The so-called “dismantling of labor laws,” the recurrent theme sounded during working class upheavals by trade union bureaucrats like Ricardo Patah, leader of the UGT union federation, to which SindimotoSP is affiliated, has been led by the UGT itself.
Together with the CUT and other unions, it echoes the rhetoric of Brazil’s fascistic President Jair Bolsonaro that workers must choose between “many rights, but no jobs, or employment and fewer rights.” For decades, the unions have imposed upon workers endless wage cuts and destruction of working conditions with the justification that companies would leave the country if concessions were not offered, resulting in the race to the bottom exposed by the delivery workers' strike.
From the beginning of the strike movement, workers have insisted that they have “no political links with anyone”, expressing their thoroughly justified hostility to the existing unions and parties, among them those on the “left” and self-declared workers' representatives like the PSOL.
The mobilization of the delivery workers had originally emerged from an international wave of strikes that spread from country to country in the face of the widespread neglect of the COVID-19 pandemic by capitalist governments and that involved most of the sectors that did not shut down during the quarantines: health care professionals, call center workers, automotive workers and finally the delivery workers who work for the multinational companies that control the apps.

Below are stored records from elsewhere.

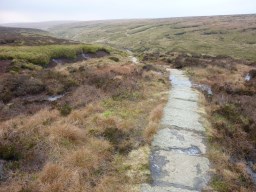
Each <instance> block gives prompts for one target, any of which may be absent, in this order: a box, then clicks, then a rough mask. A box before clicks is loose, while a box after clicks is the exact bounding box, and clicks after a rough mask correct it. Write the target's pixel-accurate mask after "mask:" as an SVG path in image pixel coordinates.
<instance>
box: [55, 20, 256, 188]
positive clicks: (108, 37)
mask: <svg viewBox="0 0 256 192" xmlns="http://www.w3.org/2000/svg"><path fill="white" fill-rule="evenodd" d="M255 18H256V16H255V15H236V16H216V17H194V18H171V19H151V20H119V21H118V20H116V21H98V22H81V23H74V24H69V25H62V26H59V27H58V28H57V27H56V28H54V27H53V28H51V31H52V32H53V33H54V34H55V35H57V36H60V37H62V38H69V39H73V40H81V41H83V42H88V43H92V42H97V43H102V44H110V45H112V46H115V47H118V48H120V49H130V50H132V51H133V52H134V53H135V54H137V55H139V56H140V59H141V60H142V61H144V62H147V63H151V64H152V65H155V64H156V63H157V64H165V65H169V66H171V67H176V68H181V69H184V70H186V71H187V73H188V75H189V76H190V77H191V79H192V80H193V82H194V83H197V84H201V85H208V86H210V87H211V89H212V91H213V95H211V96H208V95H207V94H206V98H207V99H206V101H205V106H206V108H207V112H208V119H209V121H210V122H211V126H209V127H208V143H209V153H208V157H209V159H210V160H211V162H212V164H213V167H214V170H213V177H212V178H213V179H212V181H211V183H210V186H211V188H212V189H213V190H215V191H221V192H226V191H250V192H253V191H255V190H256V189H255V181H253V178H254V177H255V176H253V174H254V175H255V174H256V169H255V167H256V161H255V157H256V153H255V148H256V139H255V130H256V116H255V108H256V106H255V103H256V97H255V95H256V81H255V78H256V77H255V76H256V75H255V74H256V72H255V71H256V69H255V61H256V55H255V52H256V47H255V45H256V30H255V29H256V23H255ZM246 76H247V77H250V78H249V79H248V78H247V79H246V78H245V77H246ZM197 87H198V86H197ZM199 88H200V87H199ZM201 89H202V86H201ZM204 91H205V90H204ZM204 91H203V92H204Z"/></svg>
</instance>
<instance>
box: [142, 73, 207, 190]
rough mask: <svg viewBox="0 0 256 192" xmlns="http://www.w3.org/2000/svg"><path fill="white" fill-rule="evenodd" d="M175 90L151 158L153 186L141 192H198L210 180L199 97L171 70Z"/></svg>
mask: <svg viewBox="0 0 256 192" xmlns="http://www.w3.org/2000/svg"><path fill="white" fill-rule="evenodd" d="M170 72H171V75H170V80H171V83H172V89H171V90H170V93H169V101H168V103H167V105H166V107H165V109H164V116H163V118H162V121H161V129H160V130H159V131H158V133H157V134H156V135H155V137H154V140H153V143H152V152H151V156H150V169H151V176H152V179H153V182H152V184H151V185H148V184H143V185H142V188H141V191H142V192H198V191H201V190H202V189H203V188H204V187H206V186H207V183H208V181H209V179H210V175H209V169H210V163H209V160H208V159H207V158H206V157H205V153H206V145H205V144H204V140H205V136H204V135H205V134H204V133H205V128H204V125H203V123H202V122H203V118H202V114H201V112H200V108H199V104H198V103H199V93H198V92H197V91H196V90H194V89H193V88H191V82H190V80H189V79H188V77H187V76H186V75H184V73H183V72H182V71H180V70H177V69H171V70H170Z"/></svg>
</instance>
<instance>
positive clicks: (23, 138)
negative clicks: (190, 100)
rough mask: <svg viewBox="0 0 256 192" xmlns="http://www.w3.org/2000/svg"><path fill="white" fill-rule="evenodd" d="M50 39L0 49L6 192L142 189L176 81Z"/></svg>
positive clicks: (164, 73)
mask: <svg viewBox="0 0 256 192" xmlns="http://www.w3.org/2000/svg"><path fill="white" fill-rule="evenodd" d="M7 31H10V29H9V28H8V29H7ZM24 31H26V32H28V33H26V36H25V37H26V38H25V37H24V36H23V33H24ZM19 32H21V33H22V34H20V33H19ZM41 33H42V31H40V30H33V29H26V30H24V29H15V35H16V40H15V42H10V43H8V44H7V45H6V44H5V45H0V192H53V191H55V192H64V191H65V192H82V191H95V192H101V191H105V192H113V191H124V192H131V191H135V192H137V191H139V187H140V185H139V184H140V183H143V182H147V181H149V180H150V174H149V168H148V167H149V165H148V156H149V151H150V149H149V144H150V141H151V139H152V137H153V135H154V133H155V132H156V130H157V128H158V123H159V121H160V118H161V114H162V106H163V105H162V104H163V103H165V91H166V90H167V89H168V83H167V73H166V72H165V71H164V70H163V68H162V67H160V66H159V67H152V66H151V67H150V66H148V65H144V64H141V63H136V64H134V62H132V61H131V59H130V58H129V57H128V56H127V54H126V53H124V52H122V51H119V50H115V49H112V48H109V47H104V46H97V45H88V44H82V43H80V44H77V43H76V44H71V43H72V41H68V40H67V41H66V40H64V41H63V40H60V39H56V38H52V37H50V36H45V38H44V39H41V38H37V39H36V40H38V39H40V41H31V38H32V37H34V35H35V34H36V36H38V34H40V35H39V37H41ZM43 34H45V33H43ZM50 40H53V41H54V42H52V43H51V44H50V45H49V41H50ZM21 41H22V42H24V43H22V44H26V45H22V46H21V43H17V42H21ZM54 43H55V44H54ZM56 43H57V44H56ZM48 64H50V65H48ZM138 156H140V158H137V157H138ZM134 157H136V158H134Z"/></svg>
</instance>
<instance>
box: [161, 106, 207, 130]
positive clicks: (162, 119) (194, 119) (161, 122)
mask: <svg viewBox="0 0 256 192" xmlns="http://www.w3.org/2000/svg"><path fill="white" fill-rule="evenodd" d="M200 118H201V116H200V115H199V114H198V113H196V112H191V111H189V110H181V109H176V108H165V109H164V117H163V119H162V121H161V125H170V126H175V127H180V128H182V129H187V130H192V131H205V129H204V127H203V125H202V123H201V122H200Z"/></svg>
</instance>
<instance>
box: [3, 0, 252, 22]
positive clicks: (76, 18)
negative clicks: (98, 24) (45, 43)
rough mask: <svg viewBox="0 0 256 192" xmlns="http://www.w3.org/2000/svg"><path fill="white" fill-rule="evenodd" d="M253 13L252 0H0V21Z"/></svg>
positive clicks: (56, 19) (243, 13) (40, 20)
mask: <svg viewBox="0 0 256 192" xmlns="http://www.w3.org/2000/svg"><path fill="white" fill-rule="evenodd" d="M255 12H256V0H0V23H10V22H37V21H50V20H54V21H56V20H101V19H124V18H126V19H129V18H163V17H181V16H205V15H230V14H248V13H255Z"/></svg>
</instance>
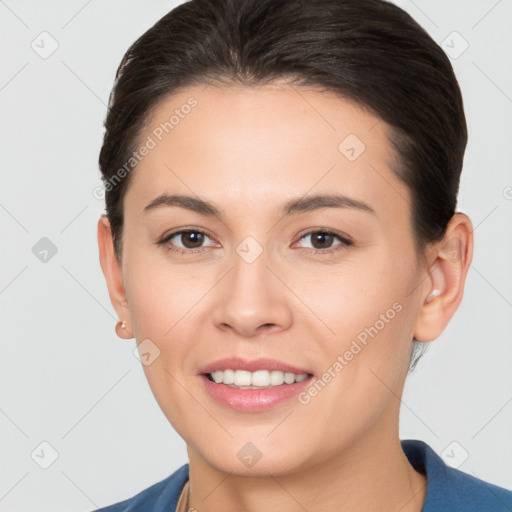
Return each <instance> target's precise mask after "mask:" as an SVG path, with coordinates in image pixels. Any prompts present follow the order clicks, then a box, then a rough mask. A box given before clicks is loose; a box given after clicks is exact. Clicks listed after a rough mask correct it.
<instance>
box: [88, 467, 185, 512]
mask: <svg viewBox="0 0 512 512" xmlns="http://www.w3.org/2000/svg"><path fill="white" fill-rule="evenodd" d="M187 480H188V464H185V465H184V466H181V468H179V469H178V470H176V471H175V472H174V473H173V474H172V475H170V476H168V477H167V478H165V479H164V480H161V481H160V482H158V483H156V484H153V485H152V486H151V487H148V488H147V489H144V490H143V491H141V492H139V493H138V494H136V495H135V496H133V497H131V498H129V499H127V500H125V501H121V502H119V503H115V504H113V505H110V506H108V507H104V508H100V509H97V510H95V511H94V512H147V511H148V510H151V511H153V512H160V511H162V512H163V511H170V510H175V508H176V505H177V504H178V499H179V496H180V493H181V490H182V489H183V486H184V485H185V483H186V482H187Z"/></svg>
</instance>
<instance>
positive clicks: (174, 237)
mask: <svg viewBox="0 0 512 512" xmlns="http://www.w3.org/2000/svg"><path fill="white" fill-rule="evenodd" d="M172 238H178V240H180V239H181V243H182V245H183V247H184V248H185V249H197V248H198V247H201V245H202V244H203V242H204V238H205V234H204V233H201V232H200V231H181V232H179V233H175V234H174V235H173V236H172V237H171V238H170V239H169V240H172Z"/></svg>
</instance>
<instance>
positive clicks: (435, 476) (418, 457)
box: [402, 439, 512, 512]
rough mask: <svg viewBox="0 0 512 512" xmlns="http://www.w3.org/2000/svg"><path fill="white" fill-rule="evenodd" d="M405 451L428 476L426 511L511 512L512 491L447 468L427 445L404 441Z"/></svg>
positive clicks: (443, 461) (455, 511)
mask: <svg viewBox="0 0 512 512" xmlns="http://www.w3.org/2000/svg"><path fill="white" fill-rule="evenodd" d="M402 449H403V451H404V453H405V455H406V456H407V458H408V459H409V462H410V463H411V465H412V466H413V467H414V469H416V470H417V471H419V472H421V473H424V474H425V475H426V476H427V494H426V497H425V504H424V506H423V512H431V511H434V510H443V511H446V512H452V511H453V512H457V511H464V512H477V511H478V512H482V511H486V510H489V511H490V510H492V511H493V512H501V511H503V512H509V511H510V510H512V491H510V490H508V489H505V488H504V487H499V486H497V485H494V484H491V483H489V482H486V481H484V480H481V479H479V478H476V477H474V476H472V475H469V474H467V473H464V472H463V471H460V470H459V469H455V468H452V467H450V466H448V465H447V464H446V463H445V462H444V461H443V459H442V458H441V457H440V456H439V455H438V454H437V453H436V452H435V451H434V450H433V449H432V448H431V447H430V446H429V445H428V444H426V443H424V442H423V441H417V440H412V439H408V440H404V441H402Z"/></svg>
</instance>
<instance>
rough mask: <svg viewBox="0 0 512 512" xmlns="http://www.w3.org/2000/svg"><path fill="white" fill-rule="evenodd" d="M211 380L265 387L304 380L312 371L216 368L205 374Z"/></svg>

This international character is precisely what the unions and petty bourgeois parties like the PSOL are determined to suppress. Internationally, all such parties and unions have promoted concessions as the only means of combatting unemployment. This is the essential motivation behind the union’s attempt to direct workers to place their trust in moribund national labor laws and PSOL’s promotion of Brazil’s discredited bourgeois political establishment as their savior.
As the messages exchanged by delivery workers internationally prove, all over the world, regardless of national labor laws, all of them are subject to poverty, excessive working hours, devastating accidents and the risk of coronavirus.
At this crucial juncture of their movement, delivery workers face a fight for genuine political independence, which can be achieved only through the formation of new organizations of struggle formed in a conscious break with the unions and petty bourgeois nationalist forces such as the PSOL.
At the same time, it must be clear that this course of action is thoroughly opposed by the “autonomist” and anarchistic elements among the organizers of the protests, who invite the unions and pseudo-left parties’ participation in an undercover manner, or with “banners lowered” in order not to provoke “divisions” among the workers. Their goal is to provide these unions and parties with a “left” cover for their maneuvers, thus avoiding a thorough examination of their role and a conscious political break with them.